日本地球惑星科学連合2019年大会

講演情報

[J] 口頭発表

セッション記号 S (固体地球科学) » S-SS 地震学

[S-SS14] 地震発生の物理・断層のレオロジー

2019年5月28日(火) 15:30 〜 17:00 A05 (東京ベイ幕張ホール)

コンビーナ:岡崎 啓史(海洋研究開発機構)、向吉 秀樹(島根大学大学院総合理工学研究科地球資源環境学領域)、野田 博之(京都大学防災研究所)、吉田 圭佑(東北大学理学研究科附属地震噴火予知研究観測センター)、座長:吉田 圭佑(東北大学大学院理学研究科 地球物理学専攻)、岡崎 啓史(海洋研究開発機構)

16:45 〜 17:00

[SSS14-06] 自然・人工地震で観測されるソースパラメターの時空間変化と面上流体拡散を記述する流体誘起地震の微視的物理モデル

*佐藤 大祐1吉田 圭佑2 (1.京都大学防災研究所、2.東北大学理学研究科附属地震噴火予知研究観測センター )

キーワード:群発地震と流体誘起地震、微視的物理モデル、ソースパラメター

群発性の自然地震や注水実験による人工地震で、流体と地震活動との関係が示唆されてきた。震源リロケーションを用いたいくつかの解析では、地震活動は面的に拡散すること(e.g., Yukutake et al., 2010)、流体注入(あるいはそれと思しき本震を伴わない地震発生レートの急増)時刻からの経過時間の関数としていくつかのソースパラメター(ストレスドロップ・強度・b値・地震発生レート)が変化することが報告されている(e.g., Yoshida et al., 2017; Bachmann et al., 2012)。本研究で我々は、微視的物理から期待される強度不均一を考慮し、上記観測を説明するような、面上流体拡散によって生じる地震活動の微視的物理モデルを構築する。

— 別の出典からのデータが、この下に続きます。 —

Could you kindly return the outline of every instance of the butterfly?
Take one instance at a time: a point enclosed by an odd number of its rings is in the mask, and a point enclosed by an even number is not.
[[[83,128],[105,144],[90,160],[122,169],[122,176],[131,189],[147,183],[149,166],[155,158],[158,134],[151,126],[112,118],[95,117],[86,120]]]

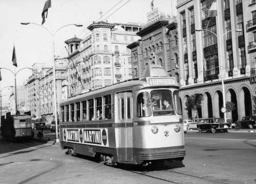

 内容は4つに分けられる。第一に微視的物理モデルが提示される。モデル中では、互いの相互作用が無視できるほどに十分小さなパッチが面上にランダムに配置され、パッチは点源として注入された流体による有効強度の降下によって破壊される。第二に、微視的物理モデルでの複数の巨視的震源パラメターの時空間変化が解析的に解かれる。結果、複数のソースパラメターが、注入圧と流体の拡散有効半径、法線圧、余剰強度のゆらぎによってパラメトライズされ、また共通のマスターカーブで記述される。第三に、観測結果がフィッティングされ、理論と観測との整合性が示される。第四に、モーメント解放量の時間推移についての理論予言がYoshida et al., (2017)のデータを通して実証され、理論の正しさが強く裏付けられる。